Perhaps the first cardinal rule of understanding Scripture is reading the phrase in the context in which it is found. It is quite dangerous or at least foolhardy to live by Scriptures that are taken out of context. For example, what should the Christian do, if his eye offends him? The Scripture concludes he should pluck it out, but clearly the Lord is speaking in allegory. The ideal is for a Christian to overcome, but if he finds himself powerless before a sin, then it would be better to completely avoid any circumstance whereby one would be tested in such a matter. The Lord concludes it is better to enter into life (spiritually) maimed than not to enter at all (Matthew 18:9). If I had a problem with pornography, for example, and every time I went on the internet I ended up on sites that undermined my resolve to be faithful to Jesus, it would be better for me not to own a computer—get rid of it, sell it or throw it in the garbage. It would be far better to do that than to destroy my life by falling into pornography.

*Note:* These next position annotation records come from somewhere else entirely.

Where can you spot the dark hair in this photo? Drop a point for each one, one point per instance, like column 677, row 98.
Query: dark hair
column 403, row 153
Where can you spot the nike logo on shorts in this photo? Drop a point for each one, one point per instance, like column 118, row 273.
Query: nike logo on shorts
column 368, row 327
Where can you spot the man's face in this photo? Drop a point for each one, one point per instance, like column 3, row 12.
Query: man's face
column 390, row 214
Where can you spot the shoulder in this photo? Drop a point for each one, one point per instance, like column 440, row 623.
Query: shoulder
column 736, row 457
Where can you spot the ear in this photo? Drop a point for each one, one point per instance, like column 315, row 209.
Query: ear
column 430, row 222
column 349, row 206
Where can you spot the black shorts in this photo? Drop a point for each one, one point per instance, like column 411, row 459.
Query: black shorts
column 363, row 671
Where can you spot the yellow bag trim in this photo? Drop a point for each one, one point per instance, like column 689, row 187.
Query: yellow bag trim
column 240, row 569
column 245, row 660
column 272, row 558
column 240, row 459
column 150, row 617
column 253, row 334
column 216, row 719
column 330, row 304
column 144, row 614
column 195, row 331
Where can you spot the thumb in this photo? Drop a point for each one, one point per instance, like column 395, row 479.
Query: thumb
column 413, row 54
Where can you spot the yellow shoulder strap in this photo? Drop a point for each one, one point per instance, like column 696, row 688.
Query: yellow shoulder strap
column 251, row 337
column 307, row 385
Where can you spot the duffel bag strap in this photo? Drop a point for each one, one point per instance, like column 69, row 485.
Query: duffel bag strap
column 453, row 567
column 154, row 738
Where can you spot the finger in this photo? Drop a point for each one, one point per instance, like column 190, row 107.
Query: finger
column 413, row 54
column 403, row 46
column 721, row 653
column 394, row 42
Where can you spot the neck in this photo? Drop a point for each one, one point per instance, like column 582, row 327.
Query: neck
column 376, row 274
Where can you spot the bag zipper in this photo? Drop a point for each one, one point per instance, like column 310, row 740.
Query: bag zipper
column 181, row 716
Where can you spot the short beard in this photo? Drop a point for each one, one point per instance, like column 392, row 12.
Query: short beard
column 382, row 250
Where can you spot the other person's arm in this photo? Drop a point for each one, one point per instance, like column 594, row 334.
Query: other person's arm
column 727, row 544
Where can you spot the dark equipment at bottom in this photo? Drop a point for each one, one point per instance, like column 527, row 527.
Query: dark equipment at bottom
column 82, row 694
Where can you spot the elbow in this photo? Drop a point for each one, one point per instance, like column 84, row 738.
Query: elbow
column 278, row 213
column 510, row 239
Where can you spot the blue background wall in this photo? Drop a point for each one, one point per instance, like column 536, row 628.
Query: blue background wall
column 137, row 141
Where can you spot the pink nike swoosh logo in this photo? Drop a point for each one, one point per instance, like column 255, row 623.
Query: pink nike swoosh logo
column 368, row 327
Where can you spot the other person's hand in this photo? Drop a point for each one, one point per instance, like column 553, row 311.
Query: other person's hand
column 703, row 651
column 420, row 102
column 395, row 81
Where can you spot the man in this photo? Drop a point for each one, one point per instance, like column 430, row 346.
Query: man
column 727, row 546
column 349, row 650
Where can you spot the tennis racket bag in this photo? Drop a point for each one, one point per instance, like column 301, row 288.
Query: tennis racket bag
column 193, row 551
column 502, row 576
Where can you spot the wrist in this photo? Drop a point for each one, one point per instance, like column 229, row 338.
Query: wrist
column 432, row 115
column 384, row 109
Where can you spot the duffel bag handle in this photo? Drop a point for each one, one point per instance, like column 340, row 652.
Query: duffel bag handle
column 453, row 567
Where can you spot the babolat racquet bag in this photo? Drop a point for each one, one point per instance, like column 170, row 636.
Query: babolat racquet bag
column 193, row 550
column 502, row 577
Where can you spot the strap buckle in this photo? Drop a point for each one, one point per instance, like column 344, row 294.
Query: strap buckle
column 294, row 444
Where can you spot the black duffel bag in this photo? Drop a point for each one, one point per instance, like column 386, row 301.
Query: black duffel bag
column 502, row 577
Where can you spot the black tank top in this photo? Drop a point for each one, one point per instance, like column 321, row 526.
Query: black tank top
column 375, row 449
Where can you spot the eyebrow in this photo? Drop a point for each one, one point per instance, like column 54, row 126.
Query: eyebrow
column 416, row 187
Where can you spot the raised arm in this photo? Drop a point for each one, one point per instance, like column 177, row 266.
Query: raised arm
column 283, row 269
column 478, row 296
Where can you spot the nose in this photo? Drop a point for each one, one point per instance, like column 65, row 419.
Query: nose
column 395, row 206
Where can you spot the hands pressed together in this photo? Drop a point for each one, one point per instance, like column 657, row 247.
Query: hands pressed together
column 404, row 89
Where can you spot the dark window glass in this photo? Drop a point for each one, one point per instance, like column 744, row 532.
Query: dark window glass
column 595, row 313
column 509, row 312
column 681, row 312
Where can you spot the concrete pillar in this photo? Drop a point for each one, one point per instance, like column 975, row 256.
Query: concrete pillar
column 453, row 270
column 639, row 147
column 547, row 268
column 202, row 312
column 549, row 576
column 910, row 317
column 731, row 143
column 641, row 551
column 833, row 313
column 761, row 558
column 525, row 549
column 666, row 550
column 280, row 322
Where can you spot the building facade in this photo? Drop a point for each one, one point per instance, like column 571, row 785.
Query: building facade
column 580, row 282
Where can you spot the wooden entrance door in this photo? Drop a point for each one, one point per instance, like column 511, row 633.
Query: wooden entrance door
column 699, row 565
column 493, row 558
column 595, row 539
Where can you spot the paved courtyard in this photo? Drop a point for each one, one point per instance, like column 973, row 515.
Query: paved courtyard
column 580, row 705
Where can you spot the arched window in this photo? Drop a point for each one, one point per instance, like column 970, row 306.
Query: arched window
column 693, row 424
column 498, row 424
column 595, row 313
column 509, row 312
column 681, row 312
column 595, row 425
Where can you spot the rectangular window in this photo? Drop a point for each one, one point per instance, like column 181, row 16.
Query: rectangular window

Paul wrote to Timothy saying he should advise all Christians in every church to pray for all (unchristian) people, including local authorities and kings, and concludes that this is good and pleasing to our Savior-God (1Timothy 2:1-3). Now understand that Paul is not referring to God, our Savior, but to our Savior-God. I say this, because it seems Paul is drawing a parallel from one of Caesar’s titles. Caesar was considered to be the protectorate of the Empire and thereby was referred to as the divine savior-god. Just as the savior-god, Caesar, was interested in the well being of those in his empire (viz. protecting them from enemies), so Jesus, our Savior-God was interested in our spiritual well being and that all men, everywhere, would come to the knowledge of the truth (1Timothy 2:3-4). Why is the Savior-God interested in this? It is because: “There is one God, and one Mediator between God and men, the Man, Christ Jesus (who also happens to be our Savior-God; cp. 1Timothy 2:3-5).
It is important that a mediator is able to adequately represent the interests of two parties in conflict, which in this case would be God and humanity. Jesus is adequate for the office of mediator in that he is God (the Savior-God) and Man (the Messiah who gave himself as our ransom 1Timothy 2:6). The interests of both parties find meaning in him.
Therefore, there is absolutely nothing in Paul’s statement concerning Jesus that would lead one to conclude he is not God. On the contrary, Paul calls Jesus both God and Man, both Savior and Ransom—the Mediator between God and men.